Il va falloir des conseillers bien plus subtils à l’intrépide Ben Salmane que ceux qu’il a recrutés auprès des think tanks sionistes pour inverser la donne : le coup yéménite de l’intrépide Ben Salmane s’avère être un fiasco royal ; pis encore, il risque de lui être fatal.
Tout le monde sait que le charismatique Abdellah Saleh était loin d’être en odeur de sainteté auprès de Riyad. Les Saoud lui reprochaient sa trahison de 2012, puis son alliance avec Ansarallah depuis l’agression qu’ils ont lancée contre le Yémen sur l’ordre du binôme Israël/USA et dans le strict objectif de s’emparer de la profondeur géostratégique de Bab el-Mandeb et de la mer Rouge, le pétrole faisant depuis longtemps l’objet des pillages saoudiens.

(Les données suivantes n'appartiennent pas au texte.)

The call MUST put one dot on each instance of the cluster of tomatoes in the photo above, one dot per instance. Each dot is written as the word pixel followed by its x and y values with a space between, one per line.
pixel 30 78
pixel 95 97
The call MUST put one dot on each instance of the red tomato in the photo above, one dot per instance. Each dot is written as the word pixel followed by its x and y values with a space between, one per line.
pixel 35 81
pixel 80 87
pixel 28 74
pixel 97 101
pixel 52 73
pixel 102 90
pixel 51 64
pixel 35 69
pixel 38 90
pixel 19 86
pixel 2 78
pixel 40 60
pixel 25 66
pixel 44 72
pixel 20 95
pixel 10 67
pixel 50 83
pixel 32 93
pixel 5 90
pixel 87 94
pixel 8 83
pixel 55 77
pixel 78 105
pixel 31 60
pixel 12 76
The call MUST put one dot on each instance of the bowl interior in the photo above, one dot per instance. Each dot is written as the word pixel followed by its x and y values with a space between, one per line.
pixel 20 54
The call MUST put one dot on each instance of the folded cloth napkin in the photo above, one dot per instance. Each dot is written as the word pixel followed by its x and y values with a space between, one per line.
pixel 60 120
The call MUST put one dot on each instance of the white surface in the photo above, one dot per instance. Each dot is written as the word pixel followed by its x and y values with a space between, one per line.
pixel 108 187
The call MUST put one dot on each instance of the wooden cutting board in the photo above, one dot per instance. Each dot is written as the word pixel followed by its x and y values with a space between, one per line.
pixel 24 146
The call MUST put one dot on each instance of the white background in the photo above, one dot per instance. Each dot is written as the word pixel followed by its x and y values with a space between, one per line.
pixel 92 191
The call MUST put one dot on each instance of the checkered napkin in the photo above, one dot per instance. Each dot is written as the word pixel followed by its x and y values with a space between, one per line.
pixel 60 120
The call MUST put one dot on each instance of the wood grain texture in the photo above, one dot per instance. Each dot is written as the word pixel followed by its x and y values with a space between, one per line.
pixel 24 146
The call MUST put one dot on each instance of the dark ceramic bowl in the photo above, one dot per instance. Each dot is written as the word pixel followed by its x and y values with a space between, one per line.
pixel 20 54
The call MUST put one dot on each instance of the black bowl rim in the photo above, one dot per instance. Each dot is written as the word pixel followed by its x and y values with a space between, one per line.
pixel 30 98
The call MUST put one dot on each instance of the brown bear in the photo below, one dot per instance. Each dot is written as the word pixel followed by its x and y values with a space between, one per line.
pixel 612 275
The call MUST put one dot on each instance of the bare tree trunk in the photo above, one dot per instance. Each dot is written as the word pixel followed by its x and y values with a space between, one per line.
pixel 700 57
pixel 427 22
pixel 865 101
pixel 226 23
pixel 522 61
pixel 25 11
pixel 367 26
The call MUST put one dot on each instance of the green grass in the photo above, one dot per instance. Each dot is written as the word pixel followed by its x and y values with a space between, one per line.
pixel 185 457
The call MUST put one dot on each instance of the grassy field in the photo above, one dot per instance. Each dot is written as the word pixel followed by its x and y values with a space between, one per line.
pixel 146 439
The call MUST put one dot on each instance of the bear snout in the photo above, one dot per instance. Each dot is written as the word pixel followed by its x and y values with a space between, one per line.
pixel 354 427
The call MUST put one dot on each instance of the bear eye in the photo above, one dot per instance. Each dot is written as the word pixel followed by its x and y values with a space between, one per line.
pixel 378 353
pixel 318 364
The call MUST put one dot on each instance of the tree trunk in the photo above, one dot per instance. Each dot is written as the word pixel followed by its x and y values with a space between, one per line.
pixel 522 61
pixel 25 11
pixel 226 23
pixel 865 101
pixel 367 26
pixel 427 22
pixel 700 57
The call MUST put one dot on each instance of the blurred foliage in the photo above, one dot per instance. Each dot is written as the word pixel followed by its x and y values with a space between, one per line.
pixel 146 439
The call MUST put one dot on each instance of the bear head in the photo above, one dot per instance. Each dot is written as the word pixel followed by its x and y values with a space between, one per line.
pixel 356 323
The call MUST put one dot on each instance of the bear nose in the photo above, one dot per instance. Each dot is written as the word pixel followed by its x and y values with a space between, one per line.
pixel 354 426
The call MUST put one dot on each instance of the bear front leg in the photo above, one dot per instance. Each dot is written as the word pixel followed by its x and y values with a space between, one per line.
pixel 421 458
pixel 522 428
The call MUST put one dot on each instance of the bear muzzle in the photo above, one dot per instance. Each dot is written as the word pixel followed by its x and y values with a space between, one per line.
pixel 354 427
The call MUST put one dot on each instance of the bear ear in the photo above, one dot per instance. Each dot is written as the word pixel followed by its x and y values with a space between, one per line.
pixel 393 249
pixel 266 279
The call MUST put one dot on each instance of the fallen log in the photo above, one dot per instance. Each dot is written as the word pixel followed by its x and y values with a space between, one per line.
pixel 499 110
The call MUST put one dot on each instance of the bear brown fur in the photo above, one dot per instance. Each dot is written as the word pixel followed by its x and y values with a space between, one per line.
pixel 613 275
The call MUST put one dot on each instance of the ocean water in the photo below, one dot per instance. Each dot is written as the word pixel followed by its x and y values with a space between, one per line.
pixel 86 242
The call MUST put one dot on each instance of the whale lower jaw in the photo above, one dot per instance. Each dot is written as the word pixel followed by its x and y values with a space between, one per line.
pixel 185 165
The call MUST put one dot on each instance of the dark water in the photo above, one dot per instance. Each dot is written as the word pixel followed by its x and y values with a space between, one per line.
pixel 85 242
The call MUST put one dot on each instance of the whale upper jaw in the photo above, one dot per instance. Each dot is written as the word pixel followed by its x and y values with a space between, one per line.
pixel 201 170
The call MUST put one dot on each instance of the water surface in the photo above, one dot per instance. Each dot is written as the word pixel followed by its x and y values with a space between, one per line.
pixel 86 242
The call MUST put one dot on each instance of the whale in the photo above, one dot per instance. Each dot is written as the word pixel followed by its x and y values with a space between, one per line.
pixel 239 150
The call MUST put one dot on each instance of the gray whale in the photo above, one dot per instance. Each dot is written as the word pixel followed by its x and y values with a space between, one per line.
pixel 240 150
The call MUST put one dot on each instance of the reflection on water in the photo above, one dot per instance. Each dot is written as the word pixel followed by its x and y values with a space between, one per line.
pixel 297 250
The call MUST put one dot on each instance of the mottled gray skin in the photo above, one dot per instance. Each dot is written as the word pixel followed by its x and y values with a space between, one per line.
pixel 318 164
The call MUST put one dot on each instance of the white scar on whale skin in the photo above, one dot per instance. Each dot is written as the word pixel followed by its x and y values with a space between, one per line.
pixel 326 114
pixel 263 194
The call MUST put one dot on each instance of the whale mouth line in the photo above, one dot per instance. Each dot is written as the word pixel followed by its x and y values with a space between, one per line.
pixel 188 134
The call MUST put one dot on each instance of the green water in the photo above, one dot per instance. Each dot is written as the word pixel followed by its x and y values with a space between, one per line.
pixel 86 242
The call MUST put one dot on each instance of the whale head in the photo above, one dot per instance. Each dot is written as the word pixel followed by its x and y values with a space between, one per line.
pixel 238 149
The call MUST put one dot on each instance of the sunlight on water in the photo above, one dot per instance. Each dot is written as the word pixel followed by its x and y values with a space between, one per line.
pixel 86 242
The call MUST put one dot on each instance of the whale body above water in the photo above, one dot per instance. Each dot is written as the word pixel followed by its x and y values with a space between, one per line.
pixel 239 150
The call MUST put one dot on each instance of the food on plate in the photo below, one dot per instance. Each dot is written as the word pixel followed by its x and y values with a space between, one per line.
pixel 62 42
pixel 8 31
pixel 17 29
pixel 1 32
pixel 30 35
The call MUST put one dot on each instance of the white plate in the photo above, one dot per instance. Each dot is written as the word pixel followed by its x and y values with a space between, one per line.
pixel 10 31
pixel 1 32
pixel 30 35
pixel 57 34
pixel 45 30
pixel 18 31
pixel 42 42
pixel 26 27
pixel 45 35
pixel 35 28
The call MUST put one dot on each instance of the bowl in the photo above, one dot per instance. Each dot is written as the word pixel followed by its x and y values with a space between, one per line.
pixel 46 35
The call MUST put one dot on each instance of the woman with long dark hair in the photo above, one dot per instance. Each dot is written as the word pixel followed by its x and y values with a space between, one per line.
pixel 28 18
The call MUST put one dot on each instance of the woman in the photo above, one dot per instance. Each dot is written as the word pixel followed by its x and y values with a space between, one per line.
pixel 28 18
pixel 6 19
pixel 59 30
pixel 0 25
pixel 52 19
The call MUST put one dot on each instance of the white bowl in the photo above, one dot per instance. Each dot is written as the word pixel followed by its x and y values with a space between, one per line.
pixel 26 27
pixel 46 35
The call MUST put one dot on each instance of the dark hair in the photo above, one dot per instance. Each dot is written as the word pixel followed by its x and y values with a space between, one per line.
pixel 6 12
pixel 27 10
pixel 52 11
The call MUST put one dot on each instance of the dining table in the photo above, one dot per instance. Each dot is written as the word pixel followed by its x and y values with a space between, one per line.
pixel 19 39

Cela a pris des mois aux cheikhs des Émirats pour convaincre Ben Salmane de recevoir le fils du défunt Saleh, Ahmed, résidant à Abou Dhabi, afin que les deux hommes se rencontrent et se mettent d’accord sur le projet de coup d’État. Cette rencontre-là aussi a été un désastre. Humilié, voire brusqué, Ahmed a eu droit à des injures non seulement à son endroit, mais aussi à l’endroit de son père avant de rentrer bredouille aux Émirats.
Personne ne sait ce qui s’est réellement passé en coulisse ni les promesses qui ont été faites à Saleh, pour que ce vieux routier de la politique, homme qui savait danser avec les serpents, finisse par croire que Riyad mettrait un terme à sa tuerie et rendrait à son fils ou à lui « son fauteuil présidentiel ». Mais l’homme y a cru et il en a payé le prix cher.
Mais qui est sorti gagnant de ce coup de force interyéménite d’origine exogène ?
Sans doute pas Ben Salame, encore moins Ben Zayed, qui agit en mentor et chef spirituel du jeune prince. La victoire n’est pas non plus du côté de l’axe israélo-américain, qui a tout fait depuis 2015 pour que Ben Salmane s’englue chaque jour un peu plus dans le bourbier yéménite. Le coup d’État manqué du premier décembre a extrait des ruines de trois années de guerre un acteur politique et militaire dans la péninsule arabique du nom d’Ansarallah.
Que le convoi de Saleh ait tenté de fuir Sanaa sous l’escorte des avions saoudiens, sans toutefois y parvenir, cela dit beaucoup de choses : Ansarallah s’est imposé en rassembleur et a réussi à souder la mosaïque tribale ô combien complexe de la société yéménite pour la réunir sous le drapeau national. Sans l’aide des tribus et de l’armée nationale, voire des proches de Saleh, ce dernier aurait pu fuir la capitale pour s’installer à Maarib, voire à Aden, et remplacer le stérile personnage qu’est Mansour Hadi. Cela aurait ouvert une longue période de dissensions et de divergences internes susceptibles d’inverser la donne militaire en faveur de la « coalition » pro-saoudienne, qui vit ses dernières heures.
Mais ce n’est pas tout : le second jour du coup d’État, soit le 2 décembre, l’armée yéménite et Ansarallah ont réservé une énorme surprise au camp des agresseurs : un missile de croisière d’une portée de 1 600 kilomètres s’est abattu sur la centrale nucléaire « Barakah » à 35 kilomètres d’Abou Dhabi, pulvérisant l’un de ses quatre réacteurs. Le site devait être opérationnel en 2018. Ce missile a transformé d’un coup d’Ansarallah en une « partie régionale » avec qui il faut compter, une partie que Riyad et consorts devraient cesser de mépriser et avec qui ils ont tout intérêt à amorcer au plus vite le dialogue avant qu’il ne soit trop tard. Et Ansarallah pourrait ne pas en rester là : son leader a affirmé lundi dans les heures suivant la trahison puis la mort de Saleh : « Que les investisseurs quittent les Émirats et l’Arabie saoudite. Qu’ils aillent investir en Irak, en Syrie voire au Koweït… » Cette mise en garde veut dire très explicitement que désormais le sol saoudien, tout comme le sol émirati, est exposé au pire danger et que d’autres missiles de croisière yéménites pourraient suivre le premier. Qu’Abou Dhabi le reconnaisse ou pas, cela ne changera rien à la donne.
Il est grand temps donc pour Ben Salmane qu’il cesse sa folie, qu’il se mette à la table des négociations avec les forces yéménites, non pas pour leur imposer ses conditions dictées par Washington ou Tel-Aviv, mais pour discuter de la fin des massacres, de l’indemnisation les victimes, de la reconstruction du Yémen et du rétablissement des conditions d’un bon voisinage. Le plus tôt sera le mieux, car il y a péril en la demeure.